Researchers at Northeastern analyzed the sentence structure of AI-generated text to pick out “templates,” or common patterns, that large language models use.

Robot hands typing on a keyboard.
New research from Northeastern University reveals that AI models generate syntactic patterns more frequently than humans. Photo by Matthew Modoono/Northeastern University

Have you ever looked at a piece of writing and thought something might be “off”? 

It might be hard to pinpoint exactly what it is. There might be too many adjectives or the sentence structure might be overly repetitious. It might get you thinking: “Did a human write this or was it generated by artificial intelligence?”

In a new paper, researchers at Northeastern University set out to make it a little easier to answer that question by analyzing the syntax, or sentence structure, in AI-generated text. What they found is that AI models tend to produce specific patterns of nouns, verbs and adjectives more frequently than humans.

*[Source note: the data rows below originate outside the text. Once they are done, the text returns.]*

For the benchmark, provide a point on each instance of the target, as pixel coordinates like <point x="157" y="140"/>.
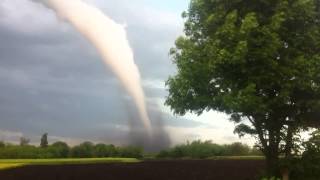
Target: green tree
<point x="24" y="141"/>
<point x="84" y="150"/>
<point x="60" y="149"/>
<point x="258" y="61"/>
<point x="44" y="140"/>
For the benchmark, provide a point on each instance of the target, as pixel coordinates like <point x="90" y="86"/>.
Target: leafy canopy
<point x="258" y="59"/>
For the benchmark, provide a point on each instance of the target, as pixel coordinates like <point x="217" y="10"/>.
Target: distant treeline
<point x="195" y="149"/>
<point x="62" y="150"/>
<point x="205" y="149"/>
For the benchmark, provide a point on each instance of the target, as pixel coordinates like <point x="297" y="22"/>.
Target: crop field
<point x="101" y="169"/>
<point x="13" y="163"/>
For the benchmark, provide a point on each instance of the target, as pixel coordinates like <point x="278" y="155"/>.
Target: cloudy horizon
<point x="53" y="80"/>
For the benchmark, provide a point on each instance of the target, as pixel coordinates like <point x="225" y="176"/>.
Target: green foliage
<point x="308" y="165"/>
<point x="84" y="150"/>
<point x="62" y="150"/>
<point x="258" y="61"/>
<point x="24" y="141"/>
<point x="199" y="149"/>
<point x="103" y="150"/>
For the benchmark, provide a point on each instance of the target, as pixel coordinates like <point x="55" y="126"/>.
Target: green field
<point x="12" y="163"/>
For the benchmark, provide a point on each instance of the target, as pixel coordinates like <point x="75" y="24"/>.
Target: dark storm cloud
<point x="52" y="79"/>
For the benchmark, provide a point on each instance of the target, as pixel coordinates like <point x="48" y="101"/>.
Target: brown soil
<point x="149" y="170"/>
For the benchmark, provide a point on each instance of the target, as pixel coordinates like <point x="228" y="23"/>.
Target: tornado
<point x="110" y="40"/>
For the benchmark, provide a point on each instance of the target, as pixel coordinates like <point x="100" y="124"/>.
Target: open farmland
<point x="13" y="163"/>
<point x="228" y="169"/>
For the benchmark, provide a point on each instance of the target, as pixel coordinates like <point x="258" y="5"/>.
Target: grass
<point x="237" y="158"/>
<point x="13" y="163"/>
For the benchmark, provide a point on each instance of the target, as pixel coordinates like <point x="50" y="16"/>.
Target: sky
<point x="53" y="80"/>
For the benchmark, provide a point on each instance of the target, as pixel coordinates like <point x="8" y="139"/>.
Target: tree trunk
<point x="272" y="162"/>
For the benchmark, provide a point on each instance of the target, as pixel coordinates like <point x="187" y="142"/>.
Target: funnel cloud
<point x="110" y="39"/>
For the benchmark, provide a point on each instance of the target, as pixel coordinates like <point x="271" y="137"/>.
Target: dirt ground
<point x="148" y="170"/>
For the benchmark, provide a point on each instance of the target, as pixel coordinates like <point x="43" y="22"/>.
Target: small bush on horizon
<point x="62" y="150"/>
<point x="204" y="149"/>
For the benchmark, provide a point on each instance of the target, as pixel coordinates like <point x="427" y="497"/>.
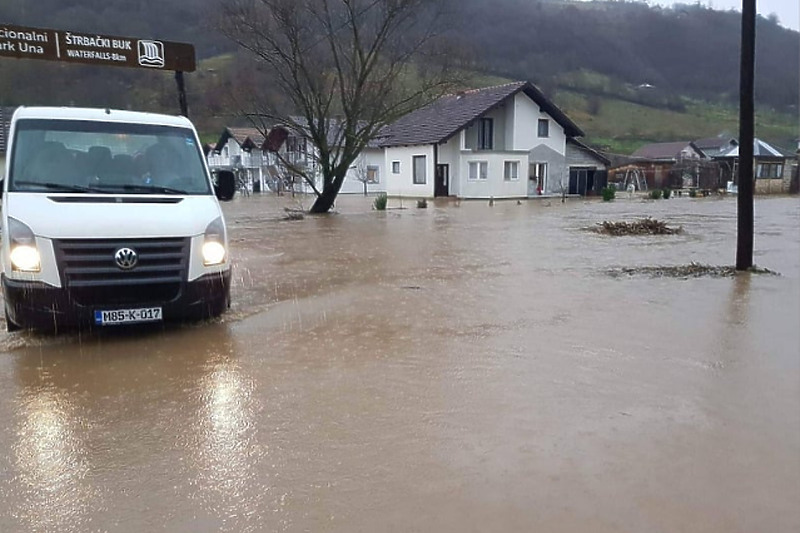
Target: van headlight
<point x="24" y="253"/>
<point x="214" y="252"/>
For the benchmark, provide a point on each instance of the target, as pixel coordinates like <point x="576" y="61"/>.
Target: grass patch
<point x="380" y="202"/>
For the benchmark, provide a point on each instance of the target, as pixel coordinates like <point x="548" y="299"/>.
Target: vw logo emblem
<point x="126" y="258"/>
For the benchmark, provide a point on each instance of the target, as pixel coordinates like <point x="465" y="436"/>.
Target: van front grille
<point x="89" y="270"/>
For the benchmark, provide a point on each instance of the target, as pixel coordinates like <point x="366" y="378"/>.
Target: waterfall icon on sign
<point x="151" y="54"/>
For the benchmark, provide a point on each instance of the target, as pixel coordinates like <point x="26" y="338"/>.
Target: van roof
<point x="101" y="115"/>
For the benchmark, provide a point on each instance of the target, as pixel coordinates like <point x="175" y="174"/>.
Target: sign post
<point x="94" y="49"/>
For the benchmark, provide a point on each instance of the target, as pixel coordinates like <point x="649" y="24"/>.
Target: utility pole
<point x="744" y="226"/>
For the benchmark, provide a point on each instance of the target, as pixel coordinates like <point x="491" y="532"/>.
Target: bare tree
<point x="348" y="68"/>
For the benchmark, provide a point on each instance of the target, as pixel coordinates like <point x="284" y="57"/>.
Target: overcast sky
<point x="788" y="11"/>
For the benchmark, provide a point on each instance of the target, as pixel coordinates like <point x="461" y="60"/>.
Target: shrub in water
<point x="608" y="193"/>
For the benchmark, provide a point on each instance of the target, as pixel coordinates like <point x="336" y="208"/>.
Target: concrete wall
<point x="577" y="157"/>
<point x="369" y="157"/>
<point x="526" y="124"/>
<point x="499" y="116"/>
<point x="495" y="184"/>
<point x="402" y="184"/>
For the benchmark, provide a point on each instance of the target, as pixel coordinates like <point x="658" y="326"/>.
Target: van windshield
<point x="106" y="157"/>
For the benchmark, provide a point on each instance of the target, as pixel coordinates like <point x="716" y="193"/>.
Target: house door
<point x="581" y="180"/>
<point x="441" y="185"/>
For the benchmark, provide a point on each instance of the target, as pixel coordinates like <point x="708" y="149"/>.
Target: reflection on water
<point x="224" y="429"/>
<point x="51" y="461"/>
<point x="458" y="368"/>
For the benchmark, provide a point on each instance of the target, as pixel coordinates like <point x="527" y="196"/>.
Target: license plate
<point x="127" y="316"/>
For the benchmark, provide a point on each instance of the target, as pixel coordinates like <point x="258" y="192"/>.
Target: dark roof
<point x="247" y="138"/>
<point x="719" y="141"/>
<point x="760" y="149"/>
<point x="440" y="120"/>
<point x="591" y="151"/>
<point x="664" y="151"/>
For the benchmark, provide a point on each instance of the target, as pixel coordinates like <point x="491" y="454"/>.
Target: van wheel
<point x="10" y="325"/>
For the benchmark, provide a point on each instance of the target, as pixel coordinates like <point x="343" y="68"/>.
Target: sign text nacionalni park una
<point x="74" y="47"/>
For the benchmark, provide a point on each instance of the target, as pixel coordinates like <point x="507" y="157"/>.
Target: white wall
<point x="499" y="116"/>
<point x="526" y="127"/>
<point x="369" y="157"/>
<point x="495" y="184"/>
<point x="402" y="184"/>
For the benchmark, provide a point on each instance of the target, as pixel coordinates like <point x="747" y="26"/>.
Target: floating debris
<point x="294" y="214"/>
<point x="644" y="226"/>
<point x="692" y="270"/>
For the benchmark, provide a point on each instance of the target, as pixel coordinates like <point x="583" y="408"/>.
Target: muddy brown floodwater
<point x="458" y="368"/>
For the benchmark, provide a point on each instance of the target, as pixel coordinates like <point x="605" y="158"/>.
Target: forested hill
<point x="661" y="58"/>
<point x="688" y="50"/>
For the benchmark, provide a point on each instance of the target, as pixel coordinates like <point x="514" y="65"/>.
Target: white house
<point x="507" y="141"/>
<point x="241" y="151"/>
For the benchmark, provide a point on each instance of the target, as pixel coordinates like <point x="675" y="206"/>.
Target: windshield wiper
<point x="153" y="189"/>
<point x="60" y="187"/>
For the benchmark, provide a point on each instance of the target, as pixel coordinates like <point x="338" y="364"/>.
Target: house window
<point x="373" y="174"/>
<point x="544" y="127"/>
<point x="511" y="170"/>
<point x="478" y="170"/>
<point x="419" y="170"/>
<point x="539" y="176"/>
<point x="485" y="134"/>
<point x="769" y="170"/>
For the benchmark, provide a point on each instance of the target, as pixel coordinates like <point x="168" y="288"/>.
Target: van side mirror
<point x="225" y="186"/>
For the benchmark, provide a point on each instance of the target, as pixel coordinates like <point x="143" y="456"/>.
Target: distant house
<point x="716" y="146"/>
<point x="507" y="141"/>
<point x="772" y="168"/>
<point x="240" y="150"/>
<point x="674" y="164"/>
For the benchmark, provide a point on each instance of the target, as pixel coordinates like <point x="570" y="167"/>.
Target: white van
<point x="109" y="217"/>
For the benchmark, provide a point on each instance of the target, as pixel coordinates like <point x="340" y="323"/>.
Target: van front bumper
<point x="37" y="305"/>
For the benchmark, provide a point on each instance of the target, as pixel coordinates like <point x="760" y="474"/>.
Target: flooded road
<point x="458" y="368"/>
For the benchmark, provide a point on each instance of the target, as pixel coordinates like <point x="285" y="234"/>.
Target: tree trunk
<point x="325" y="200"/>
<point x="744" y="235"/>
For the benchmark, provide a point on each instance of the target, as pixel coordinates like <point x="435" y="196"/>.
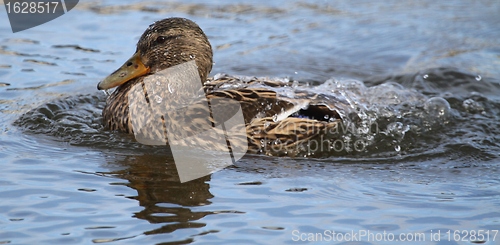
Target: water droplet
<point x="158" y="99"/>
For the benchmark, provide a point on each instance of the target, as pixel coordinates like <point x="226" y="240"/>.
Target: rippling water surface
<point x="425" y="73"/>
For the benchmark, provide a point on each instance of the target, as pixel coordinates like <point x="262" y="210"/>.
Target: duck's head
<point x="165" y="43"/>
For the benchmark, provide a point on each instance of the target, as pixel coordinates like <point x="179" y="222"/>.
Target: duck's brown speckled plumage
<point x="174" y="41"/>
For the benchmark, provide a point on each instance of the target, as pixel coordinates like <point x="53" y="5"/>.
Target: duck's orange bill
<point x="132" y="68"/>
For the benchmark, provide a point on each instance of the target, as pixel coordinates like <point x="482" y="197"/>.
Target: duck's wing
<point x="271" y="98"/>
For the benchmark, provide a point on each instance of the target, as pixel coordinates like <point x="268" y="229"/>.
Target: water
<point x="429" y="75"/>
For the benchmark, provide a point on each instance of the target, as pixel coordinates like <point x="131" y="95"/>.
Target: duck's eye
<point x="161" y="39"/>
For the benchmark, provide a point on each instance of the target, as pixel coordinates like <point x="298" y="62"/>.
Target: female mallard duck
<point x="278" y="118"/>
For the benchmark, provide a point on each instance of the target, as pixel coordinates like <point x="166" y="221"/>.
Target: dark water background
<point x="66" y="180"/>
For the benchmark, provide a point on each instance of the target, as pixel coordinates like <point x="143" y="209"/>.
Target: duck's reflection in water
<point x="164" y="198"/>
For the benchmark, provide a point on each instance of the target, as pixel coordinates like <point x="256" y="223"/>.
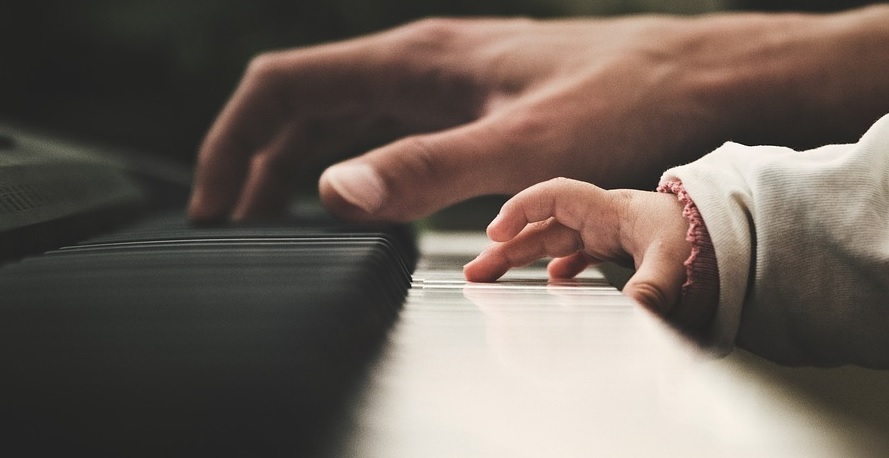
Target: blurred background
<point x="151" y="75"/>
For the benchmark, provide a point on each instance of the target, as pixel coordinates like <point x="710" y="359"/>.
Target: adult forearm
<point x="799" y="80"/>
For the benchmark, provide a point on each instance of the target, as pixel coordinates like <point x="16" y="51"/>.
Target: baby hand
<point x="579" y="224"/>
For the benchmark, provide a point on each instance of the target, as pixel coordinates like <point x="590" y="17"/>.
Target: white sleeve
<point x="802" y="246"/>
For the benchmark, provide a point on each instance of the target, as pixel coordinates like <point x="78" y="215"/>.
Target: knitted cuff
<point x="701" y="288"/>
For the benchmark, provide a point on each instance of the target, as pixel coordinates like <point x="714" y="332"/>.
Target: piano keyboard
<point x="222" y="340"/>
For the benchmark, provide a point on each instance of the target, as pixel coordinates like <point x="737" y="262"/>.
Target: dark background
<point x="151" y="75"/>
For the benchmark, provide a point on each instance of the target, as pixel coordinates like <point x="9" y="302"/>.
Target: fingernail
<point x="359" y="184"/>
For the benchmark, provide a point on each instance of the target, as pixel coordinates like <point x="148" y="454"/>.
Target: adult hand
<point x="579" y="224"/>
<point x="471" y="107"/>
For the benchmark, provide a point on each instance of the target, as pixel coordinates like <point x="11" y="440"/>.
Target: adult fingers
<point x="356" y="82"/>
<point x="420" y="174"/>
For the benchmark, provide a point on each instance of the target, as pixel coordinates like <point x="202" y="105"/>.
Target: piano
<point x="128" y="332"/>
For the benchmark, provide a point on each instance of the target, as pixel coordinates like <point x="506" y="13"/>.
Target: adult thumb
<point x="418" y="175"/>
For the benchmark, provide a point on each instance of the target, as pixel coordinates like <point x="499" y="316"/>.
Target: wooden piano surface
<point x="522" y="368"/>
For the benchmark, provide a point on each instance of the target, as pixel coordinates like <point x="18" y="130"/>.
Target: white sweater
<point x="802" y="246"/>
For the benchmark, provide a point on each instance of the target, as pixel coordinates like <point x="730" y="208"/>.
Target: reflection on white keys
<point x="525" y="368"/>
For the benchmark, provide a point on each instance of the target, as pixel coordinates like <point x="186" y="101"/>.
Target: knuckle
<point x="648" y="295"/>
<point x="432" y="32"/>
<point x="262" y="65"/>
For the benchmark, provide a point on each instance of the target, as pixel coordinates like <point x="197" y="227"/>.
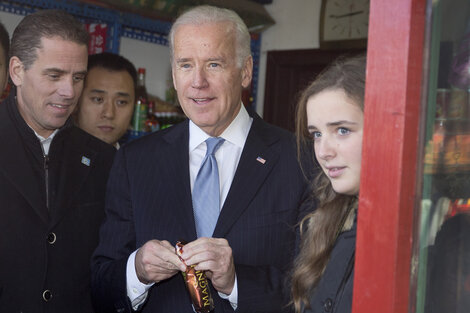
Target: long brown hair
<point x="320" y="228"/>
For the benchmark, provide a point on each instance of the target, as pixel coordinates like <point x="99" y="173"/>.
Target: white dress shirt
<point x="228" y="155"/>
<point x="45" y="142"/>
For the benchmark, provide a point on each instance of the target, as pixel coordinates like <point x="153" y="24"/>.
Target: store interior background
<point x="297" y="27"/>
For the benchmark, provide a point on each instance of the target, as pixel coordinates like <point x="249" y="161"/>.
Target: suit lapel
<point x="258" y="158"/>
<point x="75" y="167"/>
<point x="178" y="176"/>
<point x="17" y="167"/>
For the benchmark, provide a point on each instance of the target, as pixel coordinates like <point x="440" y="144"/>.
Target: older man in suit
<point x="241" y="228"/>
<point x="52" y="174"/>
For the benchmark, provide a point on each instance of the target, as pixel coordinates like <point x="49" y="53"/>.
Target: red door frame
<point x="389" y="162"/>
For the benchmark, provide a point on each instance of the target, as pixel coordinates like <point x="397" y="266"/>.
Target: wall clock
<point x="344" y="24"/>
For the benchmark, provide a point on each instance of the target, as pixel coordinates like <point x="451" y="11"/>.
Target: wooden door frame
<point x="389" y="163"/>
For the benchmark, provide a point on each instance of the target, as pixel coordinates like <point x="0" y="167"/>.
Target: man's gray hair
<point x="28" y="34"/>
<point x="206" y="14"/>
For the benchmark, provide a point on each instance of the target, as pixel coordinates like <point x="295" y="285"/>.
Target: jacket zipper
<point x="46" y="170"/>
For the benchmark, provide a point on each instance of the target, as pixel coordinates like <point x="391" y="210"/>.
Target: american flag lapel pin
<point x="261" y="160"/>
<point x="86" y="161"/>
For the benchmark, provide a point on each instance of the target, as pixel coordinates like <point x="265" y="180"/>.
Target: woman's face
<point x="335" y="123"/>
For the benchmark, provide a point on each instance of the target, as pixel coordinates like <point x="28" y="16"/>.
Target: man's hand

Portrait of Byron Wallace.
This work shows how formulaic certain AI models are when generating text, says Byron Wallace, director of Northeastern’s data science program and the Sy and Laurie Sternberg interdisciplinary associate professor. Photo by Adam Glanzman/Northeastern University

“It empirically validates the sense that a lot of these generations are formulaic,” says Byron Wallace, director of Northeastern’s data science program and the Sy and Laurie Sternberg interdisciplinary associate professor. “Literally, they’re formulaic.”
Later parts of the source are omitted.